Lelliana suddenly seemed in control of her actions, where before there had been only terror. Perhaps panic looked good on her as well. "We don't have _hours_."

Dorian shot her a sharp, disgruntled look, "Well I wouldn't _need_ hours if you hadn't done whatever you pleased." Sayul sliced her hand through the air.

"Enough. Lelliana, you researched the keep before we got here. Where are the escape points? Can we get out from here?" The disfigured woman paused, though whether she was thinking or shocked at the tone was up for debate.

A rallying cry sounded from somewhere outside and she shook herself. "There's a servant's tunnel that leads to the sewers. It lets out in the lakes around Redcliffe. But you'll never make it, not in time to escape the Elder One."

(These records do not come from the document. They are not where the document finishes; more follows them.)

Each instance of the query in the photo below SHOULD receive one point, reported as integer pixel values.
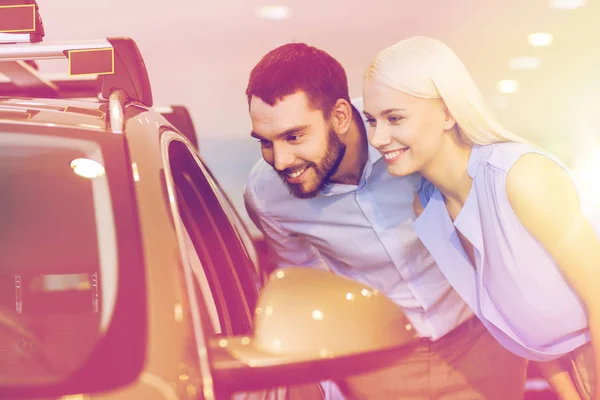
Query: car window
(219, 252)
(251, 255)
(58, 247)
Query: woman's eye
(370, 121)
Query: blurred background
(537, 62)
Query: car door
(224, 271)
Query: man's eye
(264, 143)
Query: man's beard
(323, 172)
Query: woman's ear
(449, 121)
(341, 117)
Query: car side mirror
(312, 325)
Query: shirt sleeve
(285, 248)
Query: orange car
(124, 271)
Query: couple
(498, 267)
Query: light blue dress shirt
(516, 289)
(363, 232)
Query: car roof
(83, 114)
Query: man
(323, 198)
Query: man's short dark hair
(297, 67)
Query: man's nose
(282, 158)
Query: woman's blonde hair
(427, 68)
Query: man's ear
(341, 117)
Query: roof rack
(116, 63)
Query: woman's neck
(448, 171)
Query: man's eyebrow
(283, 134)
(385, 112)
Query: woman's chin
(399, 170)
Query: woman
(501, 217)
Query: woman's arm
(544, 199)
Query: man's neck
(356, 156)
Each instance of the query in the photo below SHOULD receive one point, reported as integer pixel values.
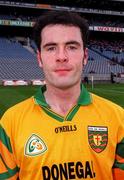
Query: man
(63, 132)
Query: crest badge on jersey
(35, 146)
(98, 138)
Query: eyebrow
(67, 43)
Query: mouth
(62, 71)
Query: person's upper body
(63, 132)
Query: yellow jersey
(37, 143)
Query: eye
(51, 48)
(72, 47)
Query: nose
(61, 55)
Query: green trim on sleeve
(118, 165)
(5, 139)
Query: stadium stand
(105, 56)
(16, 62)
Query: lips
(62, 71)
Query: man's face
(62, 55)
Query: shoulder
(20, 108)
(106, 105)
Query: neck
(62, 100)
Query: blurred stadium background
(104, 73)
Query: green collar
(84, 98)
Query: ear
(85, 59)
(39, 58)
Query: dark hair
(60, 17)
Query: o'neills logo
(98, 138)
(70, 170)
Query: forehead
(60, 33)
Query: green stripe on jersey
(120, 148)
(5, 139)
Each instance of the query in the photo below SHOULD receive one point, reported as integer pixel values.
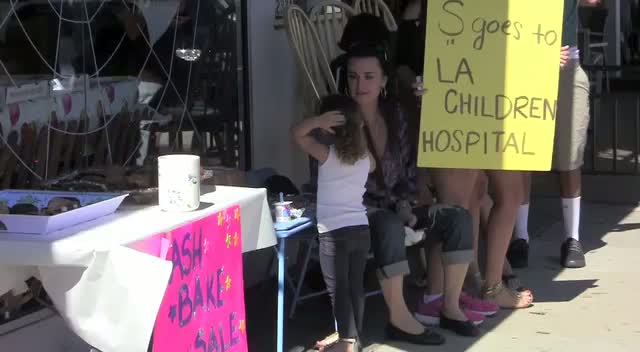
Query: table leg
(281, 289)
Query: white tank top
(340, 190)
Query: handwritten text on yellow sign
(491, 70)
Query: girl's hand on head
(331, 119)
(564, 55)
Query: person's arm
(588, 3)
(301, 133)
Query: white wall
(274, 94)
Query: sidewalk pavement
(589, 309)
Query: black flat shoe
(572, 255)
(518, 254)
(463, 328)
(428, 337)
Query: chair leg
(300, 282)
(281, 267)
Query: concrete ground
(590, 309)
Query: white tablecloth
(108, 293)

Sayul took a deep, fortifying breath as she took in the fact that, _no_ she wasn't going to have someone miraculously take command and tell her what the best choice was. It was all up to her. Then she let it out and straightened her shoulders.

"We'll try anyways. If it's the only way out, then we have to take it, _now_. Before this Elder One has a chance to get into it." They nodded, immobile and she bared her teeth in frustration, "Now!"

Qunari were known for their imposing stature, wicked horns and white-purple skin, all of which made it no surprise when all of them snapped into action. Dorian carefully tucked the amulet into his pack and everyone made for the main hall.

The servants tunnel was off of the kitchens, which left them sitting ducks if the venatori agents made it this far. They could hear them coming, but with none in sight, Sayul kept it at the back of her mind and no further. They reached the entrance to the tunnel and Lelliana let out a long, low sigh.

Sayul impatiently turned to regard her. "What?"

"You'll never get out in time. Not without a distraction." She said, her voice filled with solemn purpose. Sayul was suddenly suspicious. She was suggesting… Well, she couldn't exactly argue with her about this course of action pragmatically, but it pierced somewhere in her chest when she saw Solas and Bull nod to each other.

Solas caught her despair and quirked a tired smile, "We're dying Herald."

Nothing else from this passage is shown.